El Fundación de la Gran Barrera de Coral Explicó que estos fuertes vientos azotan olas muy grandes y poderosas y cuando rompen sobre los arrecifes de coral, pueden arrancar los corales de su base y convertir grandes secciones del arrecife en escombros.
Una investigación del Instituto Australiano de Ciencias Marinas (AIMS) indicó que los ciclones podrían causar daños hasta a 1.000 kilómetros de su trayectoria.
Los ciclones suelen dejar tras de sí lechos de escombros de esqueletos de coral muertos y fragmentos de rocas que se mueven constantemente con las mareas y las olas.
Es mucho más difícil para los corales bebés asentarse y crecer en superficies inestables y en movimiento, y los corales que logran asentarse pueden morir al dar vueltas.
Esto hace que sea más difícil para la Gran Barrera de Coral recuperarse naturalmente después de un ciclón.
Con el tiempo, los lechos de escombros eventualmente se estabilizan con la ayuda de aglutinantes naturales como algas y esponjas incrustadas para formar una plataforma estable para nuevos corales.

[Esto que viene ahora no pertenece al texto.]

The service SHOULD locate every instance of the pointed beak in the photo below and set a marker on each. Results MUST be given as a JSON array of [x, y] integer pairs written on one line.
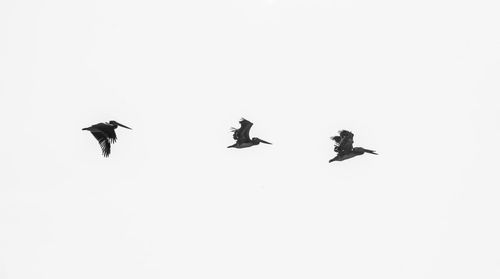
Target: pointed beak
[[263, 141], [123, 126]]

Sin embargo, con el aumento de los fenómenos de blanqueamiento y las tormentas, la cantidad de escombros en la Gran Barrera de Coral está aumentando.
Ciclones erráticos
Mientras tanto, cambio climático está provocando temperaturas más altas en la tierra y en nuestros océanos, lo que está aumentando la frecuencia e intensidad de las tormentas tropicales en todo el mundo.
Los expertos explicaron que los arrecifes de coral tienen la capacidad de recuperarse naturalmente de los impactos de ciclones, huracanes y tifones, pero puede tardar una década o más.
Dijeron que cuando las tormentas tropicales ocurren en rápida sucesión, a menudo no hay tiempo suficiente para que los arrecifes se recuperen antes de ser azotados por la siguiente.
Los científicos dijeron que, en promedio, alrededor de 11 ciclones tropicales se forman o se mueven hacia la región australiana (90°-160°E) cada año. De estos, alrededor del 25 por ciento o aproximadamente tres ciclones tropicales pasan dentro de un radio de 250 kilómetros del Parque Marino de la Gran Barrera de Coral.
La región del Mar del Coral frente a la costa noreste de Australia (hacia el mar de la GBR) es un punto crítico para la formación de algunos de los ciclones tropicales más fuertes que han impactado el arrecife.
Los ciclones tropicales que se forman en el Golfo de Carpentaria también pueden avanzar hacia el arrecife; pero generalmente se debilitan sustancialmente a medida que se acercan a la GBR porque deben cruzar tierra para hacerlo.
Los ciclones tropicales que se desarrollan y siguen dentro de la región GBR y el Gran Mar del Coral son notoriamente erráticos en términos de su movimiento, a veces completando varios bucles antes de tocar tierra o avanzar más hacia el mar.